All Projects → ROCm-Developer-Tools → ROCmValidationSuite

ROCm-Developer-Tools / ROCmValidationSuite

Licence: MIT license
The ROCm Validation Suite is a system administrator’s and cluster manager's tool for detecting and troubleshooting common problems affecting AMD GPU(s) running in a high-performance computing environment, enabled using the ROCm software stack on a compatible platform.

Programming Languages

C++
36643 projects - #6 most used programming language
CMake
9771 projects
python
139335 projects - #7 most used programming language
shell
77523 projects
c
50402 projects - #5 most used programming language

ROCmValidationSuite

The ROCm Validation Suite (RVS) is a system administrator’s and cluster manager's tool for detecting and troubleshooting common problems affecting AMD GPU(s) running in a high-performance computing environment, enabled using the ROCm software stack on a compatible platform.

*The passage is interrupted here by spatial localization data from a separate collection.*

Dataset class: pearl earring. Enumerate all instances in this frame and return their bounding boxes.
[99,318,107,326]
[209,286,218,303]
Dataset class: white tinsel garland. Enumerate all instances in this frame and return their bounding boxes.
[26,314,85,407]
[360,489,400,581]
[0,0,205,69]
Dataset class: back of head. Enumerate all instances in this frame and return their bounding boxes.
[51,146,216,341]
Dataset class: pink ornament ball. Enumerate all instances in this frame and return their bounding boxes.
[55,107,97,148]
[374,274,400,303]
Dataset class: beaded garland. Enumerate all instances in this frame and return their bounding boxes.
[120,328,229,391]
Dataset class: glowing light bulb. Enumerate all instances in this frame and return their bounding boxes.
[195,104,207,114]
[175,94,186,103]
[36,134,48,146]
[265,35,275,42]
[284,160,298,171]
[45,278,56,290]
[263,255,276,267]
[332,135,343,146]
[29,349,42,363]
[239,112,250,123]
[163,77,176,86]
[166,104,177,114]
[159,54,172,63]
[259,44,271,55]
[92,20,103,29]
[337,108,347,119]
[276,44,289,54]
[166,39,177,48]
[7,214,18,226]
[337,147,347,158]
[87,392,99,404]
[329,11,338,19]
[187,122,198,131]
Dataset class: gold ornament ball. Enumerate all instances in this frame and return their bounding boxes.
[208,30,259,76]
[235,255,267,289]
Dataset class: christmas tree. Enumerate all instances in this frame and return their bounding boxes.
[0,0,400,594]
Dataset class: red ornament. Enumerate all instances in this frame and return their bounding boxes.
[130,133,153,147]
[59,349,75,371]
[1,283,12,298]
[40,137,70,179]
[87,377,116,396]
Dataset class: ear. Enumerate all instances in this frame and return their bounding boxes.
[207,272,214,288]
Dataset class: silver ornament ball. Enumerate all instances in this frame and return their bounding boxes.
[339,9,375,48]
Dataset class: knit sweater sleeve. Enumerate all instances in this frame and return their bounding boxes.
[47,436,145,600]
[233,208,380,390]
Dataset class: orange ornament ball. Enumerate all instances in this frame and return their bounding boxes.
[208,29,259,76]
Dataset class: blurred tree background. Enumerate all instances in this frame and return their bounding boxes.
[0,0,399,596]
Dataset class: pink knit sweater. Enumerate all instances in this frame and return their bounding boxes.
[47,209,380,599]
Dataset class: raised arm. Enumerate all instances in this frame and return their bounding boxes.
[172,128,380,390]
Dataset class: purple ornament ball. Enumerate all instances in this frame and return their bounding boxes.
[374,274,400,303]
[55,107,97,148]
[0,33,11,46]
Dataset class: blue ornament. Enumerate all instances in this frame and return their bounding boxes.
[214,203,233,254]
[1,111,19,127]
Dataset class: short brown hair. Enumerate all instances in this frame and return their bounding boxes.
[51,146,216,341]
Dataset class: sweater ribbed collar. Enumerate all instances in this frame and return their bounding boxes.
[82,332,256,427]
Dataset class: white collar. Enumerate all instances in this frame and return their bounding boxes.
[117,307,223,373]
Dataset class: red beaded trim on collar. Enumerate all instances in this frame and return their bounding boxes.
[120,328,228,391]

The RVS is a collection of tests, benchmarks and qualification tools each targeting a specific sub-system of the ROCm platform. All of the tools are implemented in software and share a common command line interface. Each set of tests are implemented in a “module” which is a library encapsulating the functionality specific to the tool. The CLI can specify the directory containing modules to use when searching for libraries to load. Each module may have a set of options that it defines and a configuration file that supports its execution.

The function of each module see this link.

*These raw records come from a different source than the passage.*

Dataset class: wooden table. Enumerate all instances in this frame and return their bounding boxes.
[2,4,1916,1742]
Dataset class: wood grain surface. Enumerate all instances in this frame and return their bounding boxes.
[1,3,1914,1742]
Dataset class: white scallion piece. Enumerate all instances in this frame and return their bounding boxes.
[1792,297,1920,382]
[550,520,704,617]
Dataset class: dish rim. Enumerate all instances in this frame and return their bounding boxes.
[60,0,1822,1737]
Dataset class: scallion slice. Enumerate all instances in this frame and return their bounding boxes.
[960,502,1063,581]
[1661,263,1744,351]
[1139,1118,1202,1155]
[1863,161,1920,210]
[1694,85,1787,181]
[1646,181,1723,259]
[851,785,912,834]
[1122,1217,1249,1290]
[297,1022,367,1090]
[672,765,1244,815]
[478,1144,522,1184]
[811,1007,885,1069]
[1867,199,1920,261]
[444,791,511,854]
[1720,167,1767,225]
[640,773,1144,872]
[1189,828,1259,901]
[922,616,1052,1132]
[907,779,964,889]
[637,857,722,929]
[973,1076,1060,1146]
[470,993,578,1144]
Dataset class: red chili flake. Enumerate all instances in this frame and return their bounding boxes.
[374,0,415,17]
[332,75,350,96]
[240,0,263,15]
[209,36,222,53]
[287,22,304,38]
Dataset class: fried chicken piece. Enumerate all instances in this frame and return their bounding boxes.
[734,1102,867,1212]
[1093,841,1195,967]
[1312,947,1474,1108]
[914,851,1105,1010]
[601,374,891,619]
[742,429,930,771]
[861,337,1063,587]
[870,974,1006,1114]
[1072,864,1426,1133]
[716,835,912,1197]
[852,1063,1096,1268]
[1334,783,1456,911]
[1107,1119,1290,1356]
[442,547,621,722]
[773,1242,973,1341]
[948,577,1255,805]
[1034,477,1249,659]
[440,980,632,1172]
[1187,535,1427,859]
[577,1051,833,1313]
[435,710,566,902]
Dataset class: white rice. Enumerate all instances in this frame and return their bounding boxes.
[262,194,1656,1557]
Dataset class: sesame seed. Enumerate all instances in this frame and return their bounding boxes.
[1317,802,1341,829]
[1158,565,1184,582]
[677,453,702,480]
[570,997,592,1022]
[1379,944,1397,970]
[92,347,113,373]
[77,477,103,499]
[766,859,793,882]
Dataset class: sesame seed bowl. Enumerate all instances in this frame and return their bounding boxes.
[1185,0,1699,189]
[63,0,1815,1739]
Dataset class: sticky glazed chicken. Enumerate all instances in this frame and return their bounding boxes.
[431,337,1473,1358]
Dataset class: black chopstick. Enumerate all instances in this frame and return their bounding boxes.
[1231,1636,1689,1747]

Examples and about config files link.

Prerequisites

Please do this before compilation/installing compiled package.

Ubuntu :

    sudo apt-get -y update && sudo apt-get install -y libpci3 libpci-dev doxygen unzip cmake git

CentOS :

    sudo yum install -y cmake3 doxygen pciutils-devel rpm rpm-build git gcc-c++ 

RHEL :

   sudo yum install -y cmake3 doxygen rpm rpm-build git gcc-c++ 
    
   wget http://mirror.centos.org/centos/7/os/x86_64/Packages/pciutils-devel-3.5.1-3.el7.x86_64.rpm
    
   sudo rpm -ivh pciutils-devel-3.5.1-3.el7.x86_64.rpm

SLES :

   sudo SUSEConnect -p sle-module-desktop-applications/15.1/x86_64
   
   sudo SUSEConnect --product sle-module-development-tools/15.1/x86_64
   
   sudo zypper  install -y cmake doxygen pciutils-devel libpci3 rpm git rpm-build gcc-c++ 

Install ROCm stack, rocblas and rocm-smi-lib

Install ROCm stack for Ubuntu/CentOS/SLES/RHEL, Refer https://github.com/RadeonOpenCompute/ROCm

Note:

rocm_smi64 package has been renamed to rocm-smi-lib64 from >= ROCm3.0. If you are using ROCm release < 3.0 , install the package as "rocm_smi64". rocm-smi-lib64 package has been renamed to rocm-smi-lib from >= ROCm4.1.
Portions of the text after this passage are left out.